El mito de las grandes palabras

En nuestra sociedad, las grandes palabras de libertad, democracia y progreso figuran en el frontispicio de todas las instituciones y de todas las mentes: son pronunciadas miles de veces cada día por los políticos y por los no políticos; ocupan la mayor parte del espacio cultural en los medios de comunicación, y son referencia obligada de cualquier discurso, sea éste del signo que sea. ¿Quién no acude a estas palabras como supremo y a menudo único argumento en debates, discusiones o acusaciones? ¿Y quién no se siente intimidado y hasta amenazado de marginación cultural o social, cuando su pensamiento o proceder son sospechosos de no ajustarse al “talante” progresista y democrático?

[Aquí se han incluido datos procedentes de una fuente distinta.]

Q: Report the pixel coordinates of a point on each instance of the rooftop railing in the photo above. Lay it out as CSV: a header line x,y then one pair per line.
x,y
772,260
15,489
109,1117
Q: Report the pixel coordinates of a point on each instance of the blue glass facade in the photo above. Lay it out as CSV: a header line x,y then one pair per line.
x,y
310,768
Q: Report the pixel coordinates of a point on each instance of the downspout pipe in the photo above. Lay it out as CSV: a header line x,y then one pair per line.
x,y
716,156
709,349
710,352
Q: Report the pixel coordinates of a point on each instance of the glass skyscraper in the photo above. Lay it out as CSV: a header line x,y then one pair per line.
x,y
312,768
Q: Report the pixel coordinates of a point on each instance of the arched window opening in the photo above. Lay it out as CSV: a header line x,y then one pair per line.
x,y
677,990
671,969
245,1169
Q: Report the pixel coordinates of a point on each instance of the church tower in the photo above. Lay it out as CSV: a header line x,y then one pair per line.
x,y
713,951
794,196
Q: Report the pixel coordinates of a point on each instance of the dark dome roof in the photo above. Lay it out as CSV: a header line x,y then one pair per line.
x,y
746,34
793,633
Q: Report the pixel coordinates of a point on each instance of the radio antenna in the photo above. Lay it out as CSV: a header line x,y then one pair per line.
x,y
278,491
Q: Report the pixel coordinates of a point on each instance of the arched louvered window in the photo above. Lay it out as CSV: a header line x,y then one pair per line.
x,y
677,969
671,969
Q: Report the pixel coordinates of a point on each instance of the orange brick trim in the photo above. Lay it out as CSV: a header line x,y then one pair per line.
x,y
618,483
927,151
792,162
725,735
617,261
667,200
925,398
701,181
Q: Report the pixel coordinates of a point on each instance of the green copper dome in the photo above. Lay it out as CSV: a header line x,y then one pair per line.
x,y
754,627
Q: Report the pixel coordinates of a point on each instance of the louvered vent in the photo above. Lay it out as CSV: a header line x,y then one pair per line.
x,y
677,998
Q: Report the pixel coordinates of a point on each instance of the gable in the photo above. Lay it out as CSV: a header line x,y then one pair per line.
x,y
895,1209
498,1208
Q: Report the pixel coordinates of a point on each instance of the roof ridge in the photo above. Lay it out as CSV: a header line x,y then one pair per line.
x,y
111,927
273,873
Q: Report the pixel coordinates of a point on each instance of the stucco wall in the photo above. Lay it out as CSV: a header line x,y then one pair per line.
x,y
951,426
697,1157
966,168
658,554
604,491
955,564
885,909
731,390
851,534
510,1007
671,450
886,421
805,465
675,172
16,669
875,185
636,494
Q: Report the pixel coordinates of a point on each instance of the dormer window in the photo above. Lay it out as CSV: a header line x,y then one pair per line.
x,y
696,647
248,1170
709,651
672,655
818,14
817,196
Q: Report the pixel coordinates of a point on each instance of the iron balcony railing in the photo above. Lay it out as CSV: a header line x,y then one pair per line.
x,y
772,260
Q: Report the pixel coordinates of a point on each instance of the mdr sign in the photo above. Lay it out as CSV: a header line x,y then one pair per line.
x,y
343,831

Porque hoy en día, el problema a dilucidar y debatir no es si algo es verdadero o falso, justo o injusto, bueno o malo, sino si es o no es democrático y progresivo: he aquí el único criterio para juzgar pensamientos y acciones, tanto en la vida colectiva como en la individual. Asistimos a una gran contradicción: esta sociedad, que ya no tiene valores ni principios firmes en los que apoyarse, es la misma que quiere elevar a categoría de dogmas intocables ciertas palabras que, a la postre, la están llevando al nihilismo.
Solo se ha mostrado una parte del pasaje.